The RP is often used as an indicator of electron donating activity, which is an important mechanism for testing the antioxidant activity. The extrusion cooking showed a significant increase (6.80% to 20.9%) in RP (Table 2). The RP of samples is mainly due to the phenolic compounds as the phenolic compounds have the ability to donate electrons and play a major role in the RP. Therefore, the increase in TPC may be a reason for the increase in RP after extrusion. A similar increase in RP has been reported by other authors upon the roasting process in oats [26]. In addition, an increase of barrel temperature used in extrusion cooking resulted in increased RP. Feed moisture content and screw speed had a slight influence on the RP. It is already reported that the soluble fraction of the Maillard reaction products contributes to the RP [27]. Hence, it may be possible that the amount of soluble fraction of Maillard reaction products was also affected on extrusion at different conditions.

Extrusion cooking exhibited a significant effect on the antioxidant properties of extruded KRG. In all extruded samples, total phenolic levels were significantly (p<0.05) correlated to both DPPH (r2=0.8317) and RP (r2=0.8336) antioxidant activities. Overall, the extruded KRG revealed better antioxidant properties than the non-extruded KRG. Ryu [8] also reported that extruded ginseng has a better antioxidant effect than their corresponding control samples and it can be created by controlling the extrusion parameters.
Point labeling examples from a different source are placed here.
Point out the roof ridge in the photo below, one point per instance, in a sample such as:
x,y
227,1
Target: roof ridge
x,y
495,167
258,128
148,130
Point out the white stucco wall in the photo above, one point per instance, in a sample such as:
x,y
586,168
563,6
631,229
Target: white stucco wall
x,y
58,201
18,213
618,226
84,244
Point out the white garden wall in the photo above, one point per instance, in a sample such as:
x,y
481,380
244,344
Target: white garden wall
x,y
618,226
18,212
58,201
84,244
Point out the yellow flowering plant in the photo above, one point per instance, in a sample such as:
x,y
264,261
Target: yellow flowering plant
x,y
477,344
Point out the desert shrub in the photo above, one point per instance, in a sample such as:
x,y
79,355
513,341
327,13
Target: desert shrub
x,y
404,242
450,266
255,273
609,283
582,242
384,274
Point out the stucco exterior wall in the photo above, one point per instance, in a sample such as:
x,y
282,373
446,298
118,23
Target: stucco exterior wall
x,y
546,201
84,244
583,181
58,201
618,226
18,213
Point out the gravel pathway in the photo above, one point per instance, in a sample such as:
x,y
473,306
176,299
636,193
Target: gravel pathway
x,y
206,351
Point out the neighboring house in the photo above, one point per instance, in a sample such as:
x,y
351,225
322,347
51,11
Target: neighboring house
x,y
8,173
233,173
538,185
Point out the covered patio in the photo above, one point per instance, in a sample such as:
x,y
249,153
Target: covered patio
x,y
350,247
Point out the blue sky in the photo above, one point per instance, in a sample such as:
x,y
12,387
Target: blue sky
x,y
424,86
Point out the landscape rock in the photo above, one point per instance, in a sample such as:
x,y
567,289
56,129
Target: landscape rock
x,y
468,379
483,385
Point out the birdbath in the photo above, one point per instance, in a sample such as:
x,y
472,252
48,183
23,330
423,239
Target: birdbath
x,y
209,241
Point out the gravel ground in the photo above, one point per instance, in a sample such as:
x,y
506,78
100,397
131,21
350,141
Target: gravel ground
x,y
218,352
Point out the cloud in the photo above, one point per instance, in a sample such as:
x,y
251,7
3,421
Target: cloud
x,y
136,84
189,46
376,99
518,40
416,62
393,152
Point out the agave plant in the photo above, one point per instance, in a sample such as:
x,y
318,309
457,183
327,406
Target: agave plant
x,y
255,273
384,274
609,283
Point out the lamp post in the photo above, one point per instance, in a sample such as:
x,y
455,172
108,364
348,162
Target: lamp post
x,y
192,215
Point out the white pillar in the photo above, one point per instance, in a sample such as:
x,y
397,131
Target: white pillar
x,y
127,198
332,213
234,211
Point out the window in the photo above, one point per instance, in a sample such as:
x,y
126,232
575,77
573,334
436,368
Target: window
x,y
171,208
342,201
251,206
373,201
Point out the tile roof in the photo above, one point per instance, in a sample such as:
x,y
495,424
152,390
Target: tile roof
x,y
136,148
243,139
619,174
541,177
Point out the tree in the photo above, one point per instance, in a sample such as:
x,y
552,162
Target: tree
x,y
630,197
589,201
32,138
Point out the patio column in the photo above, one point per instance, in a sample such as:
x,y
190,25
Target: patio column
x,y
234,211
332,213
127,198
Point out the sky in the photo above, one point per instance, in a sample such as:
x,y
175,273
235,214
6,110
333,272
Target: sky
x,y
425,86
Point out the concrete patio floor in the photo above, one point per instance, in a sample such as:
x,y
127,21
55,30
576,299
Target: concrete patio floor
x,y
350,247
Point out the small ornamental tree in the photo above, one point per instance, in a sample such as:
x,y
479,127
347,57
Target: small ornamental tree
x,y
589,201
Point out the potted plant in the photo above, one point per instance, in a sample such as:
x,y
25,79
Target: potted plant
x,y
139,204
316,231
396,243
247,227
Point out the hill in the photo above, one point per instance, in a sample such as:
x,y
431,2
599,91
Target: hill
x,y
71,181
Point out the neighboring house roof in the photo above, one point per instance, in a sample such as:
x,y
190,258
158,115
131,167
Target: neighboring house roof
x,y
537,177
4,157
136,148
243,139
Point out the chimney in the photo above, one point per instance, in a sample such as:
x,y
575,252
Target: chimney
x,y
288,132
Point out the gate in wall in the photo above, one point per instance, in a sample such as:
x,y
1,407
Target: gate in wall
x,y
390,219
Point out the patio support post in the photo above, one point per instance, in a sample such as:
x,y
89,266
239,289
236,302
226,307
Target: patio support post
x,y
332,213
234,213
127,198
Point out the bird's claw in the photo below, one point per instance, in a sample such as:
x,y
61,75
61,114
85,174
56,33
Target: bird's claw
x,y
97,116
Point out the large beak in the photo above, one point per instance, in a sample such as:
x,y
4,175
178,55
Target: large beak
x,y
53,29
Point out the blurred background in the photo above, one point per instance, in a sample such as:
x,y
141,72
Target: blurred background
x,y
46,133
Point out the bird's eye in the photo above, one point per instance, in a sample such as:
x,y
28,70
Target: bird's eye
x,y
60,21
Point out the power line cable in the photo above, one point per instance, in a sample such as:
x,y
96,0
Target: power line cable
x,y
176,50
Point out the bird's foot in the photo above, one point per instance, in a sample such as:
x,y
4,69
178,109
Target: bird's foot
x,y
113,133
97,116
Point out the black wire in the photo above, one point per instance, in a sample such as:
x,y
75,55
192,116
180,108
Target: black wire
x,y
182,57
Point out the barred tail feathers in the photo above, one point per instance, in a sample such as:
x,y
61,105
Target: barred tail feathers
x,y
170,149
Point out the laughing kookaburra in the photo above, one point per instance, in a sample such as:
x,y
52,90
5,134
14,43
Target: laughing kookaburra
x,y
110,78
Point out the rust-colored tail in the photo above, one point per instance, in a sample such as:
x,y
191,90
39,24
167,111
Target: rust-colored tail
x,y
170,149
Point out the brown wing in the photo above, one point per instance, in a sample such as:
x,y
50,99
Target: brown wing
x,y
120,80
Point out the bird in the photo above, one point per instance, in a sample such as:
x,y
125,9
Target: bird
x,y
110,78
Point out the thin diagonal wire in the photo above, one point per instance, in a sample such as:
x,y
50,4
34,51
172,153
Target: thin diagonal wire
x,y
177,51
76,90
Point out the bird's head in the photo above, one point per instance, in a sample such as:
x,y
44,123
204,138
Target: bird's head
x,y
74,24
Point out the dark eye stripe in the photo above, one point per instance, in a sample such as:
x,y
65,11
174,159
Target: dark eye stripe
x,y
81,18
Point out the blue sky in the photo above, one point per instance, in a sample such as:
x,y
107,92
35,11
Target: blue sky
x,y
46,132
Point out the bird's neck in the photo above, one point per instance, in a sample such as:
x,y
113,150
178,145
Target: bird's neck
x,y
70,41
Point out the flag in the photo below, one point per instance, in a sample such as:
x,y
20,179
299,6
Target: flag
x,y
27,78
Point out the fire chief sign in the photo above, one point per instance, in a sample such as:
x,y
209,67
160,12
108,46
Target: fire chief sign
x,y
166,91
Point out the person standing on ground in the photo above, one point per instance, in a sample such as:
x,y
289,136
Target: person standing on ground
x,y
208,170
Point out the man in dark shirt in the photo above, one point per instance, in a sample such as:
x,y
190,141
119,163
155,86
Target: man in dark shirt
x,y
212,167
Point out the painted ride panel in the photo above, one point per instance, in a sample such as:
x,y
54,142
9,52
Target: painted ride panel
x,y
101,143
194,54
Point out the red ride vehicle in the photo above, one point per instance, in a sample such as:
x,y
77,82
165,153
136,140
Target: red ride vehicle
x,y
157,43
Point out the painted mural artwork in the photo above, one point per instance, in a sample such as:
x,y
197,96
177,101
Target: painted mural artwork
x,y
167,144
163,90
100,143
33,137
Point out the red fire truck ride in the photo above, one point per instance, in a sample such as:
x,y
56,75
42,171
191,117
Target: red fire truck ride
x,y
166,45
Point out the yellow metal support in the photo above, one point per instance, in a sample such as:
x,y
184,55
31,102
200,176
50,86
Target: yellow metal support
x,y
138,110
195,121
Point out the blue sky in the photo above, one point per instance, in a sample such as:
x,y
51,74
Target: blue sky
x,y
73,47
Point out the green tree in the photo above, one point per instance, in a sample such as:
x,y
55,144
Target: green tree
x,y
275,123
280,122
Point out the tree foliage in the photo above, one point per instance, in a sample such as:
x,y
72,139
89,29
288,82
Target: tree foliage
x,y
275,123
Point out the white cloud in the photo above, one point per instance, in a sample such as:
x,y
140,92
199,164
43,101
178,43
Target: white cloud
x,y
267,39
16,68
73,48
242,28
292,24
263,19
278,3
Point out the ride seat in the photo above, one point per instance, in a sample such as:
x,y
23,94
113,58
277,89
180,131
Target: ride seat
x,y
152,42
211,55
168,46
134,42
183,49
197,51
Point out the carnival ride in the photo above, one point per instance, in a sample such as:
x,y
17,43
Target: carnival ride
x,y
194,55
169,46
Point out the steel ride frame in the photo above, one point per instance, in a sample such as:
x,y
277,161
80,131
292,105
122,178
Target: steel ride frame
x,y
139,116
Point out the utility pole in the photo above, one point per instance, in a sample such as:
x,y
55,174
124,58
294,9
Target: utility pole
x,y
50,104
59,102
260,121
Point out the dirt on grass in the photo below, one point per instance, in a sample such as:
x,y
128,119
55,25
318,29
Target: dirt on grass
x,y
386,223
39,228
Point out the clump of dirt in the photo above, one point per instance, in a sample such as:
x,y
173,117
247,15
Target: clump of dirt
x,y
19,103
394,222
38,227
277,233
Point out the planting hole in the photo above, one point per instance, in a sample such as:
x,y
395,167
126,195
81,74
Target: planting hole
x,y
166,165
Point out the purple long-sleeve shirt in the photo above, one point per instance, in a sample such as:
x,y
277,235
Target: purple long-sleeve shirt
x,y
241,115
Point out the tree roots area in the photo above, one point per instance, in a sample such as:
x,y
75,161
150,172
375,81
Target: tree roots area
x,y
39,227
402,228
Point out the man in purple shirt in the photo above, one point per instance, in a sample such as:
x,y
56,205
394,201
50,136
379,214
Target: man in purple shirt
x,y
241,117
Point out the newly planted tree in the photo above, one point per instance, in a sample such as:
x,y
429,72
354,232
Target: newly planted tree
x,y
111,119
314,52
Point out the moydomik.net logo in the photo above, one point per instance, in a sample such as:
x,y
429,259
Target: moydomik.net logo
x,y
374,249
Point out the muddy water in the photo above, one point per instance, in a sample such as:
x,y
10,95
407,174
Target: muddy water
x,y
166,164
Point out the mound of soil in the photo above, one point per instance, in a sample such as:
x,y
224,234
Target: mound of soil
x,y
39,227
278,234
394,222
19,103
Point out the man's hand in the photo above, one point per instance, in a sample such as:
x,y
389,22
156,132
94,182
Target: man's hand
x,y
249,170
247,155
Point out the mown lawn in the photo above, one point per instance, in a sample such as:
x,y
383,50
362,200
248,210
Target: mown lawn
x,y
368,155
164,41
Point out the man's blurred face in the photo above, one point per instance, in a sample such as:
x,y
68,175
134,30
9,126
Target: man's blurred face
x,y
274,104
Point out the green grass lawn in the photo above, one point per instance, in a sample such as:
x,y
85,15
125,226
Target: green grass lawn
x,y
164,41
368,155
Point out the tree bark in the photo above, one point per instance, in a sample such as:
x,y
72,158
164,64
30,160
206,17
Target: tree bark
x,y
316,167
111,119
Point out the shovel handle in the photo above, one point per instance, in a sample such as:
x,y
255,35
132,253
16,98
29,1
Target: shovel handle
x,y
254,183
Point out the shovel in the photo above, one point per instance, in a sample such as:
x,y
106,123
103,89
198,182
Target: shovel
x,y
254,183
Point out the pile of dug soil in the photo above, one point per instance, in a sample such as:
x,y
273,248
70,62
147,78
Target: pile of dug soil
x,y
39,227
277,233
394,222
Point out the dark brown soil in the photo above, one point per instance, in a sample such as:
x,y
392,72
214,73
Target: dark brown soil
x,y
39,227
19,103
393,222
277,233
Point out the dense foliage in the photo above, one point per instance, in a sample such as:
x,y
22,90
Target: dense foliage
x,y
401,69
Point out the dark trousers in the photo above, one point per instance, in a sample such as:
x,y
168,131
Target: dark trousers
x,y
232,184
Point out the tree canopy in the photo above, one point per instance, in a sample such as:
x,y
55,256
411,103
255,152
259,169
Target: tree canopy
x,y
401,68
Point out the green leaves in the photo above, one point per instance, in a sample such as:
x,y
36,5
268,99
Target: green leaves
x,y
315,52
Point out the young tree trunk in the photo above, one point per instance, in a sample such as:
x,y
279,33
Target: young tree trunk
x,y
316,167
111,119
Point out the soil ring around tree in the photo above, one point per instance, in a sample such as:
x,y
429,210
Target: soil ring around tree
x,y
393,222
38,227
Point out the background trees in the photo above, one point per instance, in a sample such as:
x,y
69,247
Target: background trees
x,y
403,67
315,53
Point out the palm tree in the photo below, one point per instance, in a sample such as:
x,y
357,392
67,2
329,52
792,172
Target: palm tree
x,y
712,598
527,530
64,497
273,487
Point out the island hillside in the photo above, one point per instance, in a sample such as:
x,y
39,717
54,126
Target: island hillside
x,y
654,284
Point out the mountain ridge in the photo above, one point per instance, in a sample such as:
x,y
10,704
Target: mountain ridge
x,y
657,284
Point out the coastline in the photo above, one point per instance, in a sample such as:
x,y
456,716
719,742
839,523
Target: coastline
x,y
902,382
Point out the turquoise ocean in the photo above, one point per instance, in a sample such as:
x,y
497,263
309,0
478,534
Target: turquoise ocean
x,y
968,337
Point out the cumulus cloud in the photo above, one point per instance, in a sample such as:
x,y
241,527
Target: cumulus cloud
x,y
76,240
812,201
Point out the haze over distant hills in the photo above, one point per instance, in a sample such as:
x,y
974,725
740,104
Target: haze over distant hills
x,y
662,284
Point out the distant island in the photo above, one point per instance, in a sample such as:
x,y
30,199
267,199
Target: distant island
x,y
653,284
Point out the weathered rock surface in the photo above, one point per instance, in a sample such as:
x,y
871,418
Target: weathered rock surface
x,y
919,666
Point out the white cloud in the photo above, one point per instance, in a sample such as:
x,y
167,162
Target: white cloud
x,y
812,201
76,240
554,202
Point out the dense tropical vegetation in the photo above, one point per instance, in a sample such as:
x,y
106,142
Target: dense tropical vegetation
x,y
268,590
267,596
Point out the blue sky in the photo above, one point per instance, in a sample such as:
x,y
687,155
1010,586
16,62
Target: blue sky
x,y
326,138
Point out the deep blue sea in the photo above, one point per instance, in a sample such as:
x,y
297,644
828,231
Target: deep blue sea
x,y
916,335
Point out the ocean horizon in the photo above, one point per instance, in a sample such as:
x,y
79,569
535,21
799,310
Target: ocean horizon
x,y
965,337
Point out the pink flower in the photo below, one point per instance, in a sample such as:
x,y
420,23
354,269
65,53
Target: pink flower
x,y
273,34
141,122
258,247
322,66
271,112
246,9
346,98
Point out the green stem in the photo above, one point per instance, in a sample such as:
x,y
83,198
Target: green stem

In this work, the effects of variable moisture content, screw speed and barrel temperature on the acidic polysaccharide, ginsenoside contents and antioxidant properties of red ginseng powder extrudates were investigated. After extrusion, the acidic polysaccharide and total ginsenoside contents were significantly increased. Increased barrel temperature and screw speed resulted in increased acidic polysaccharide and total phenolic contents. Using the DPPH radical-scavenging assay, EX8 (moisture 30%, screw speed 250 rpm, and temperature 130℃) had the highest antioxidant activity, but when using the RP assay, EX4 (moisture 20%, screw speed 250 rpm, and temperature 130℃) had the highest RP value. Increased barrel temperature resulted in obviously increased DPPH radical-scavenging activity and the RP value. These results will be used to help define an optimized process condition for controlling and predicting qualities and characteristics of extruded red ginseng.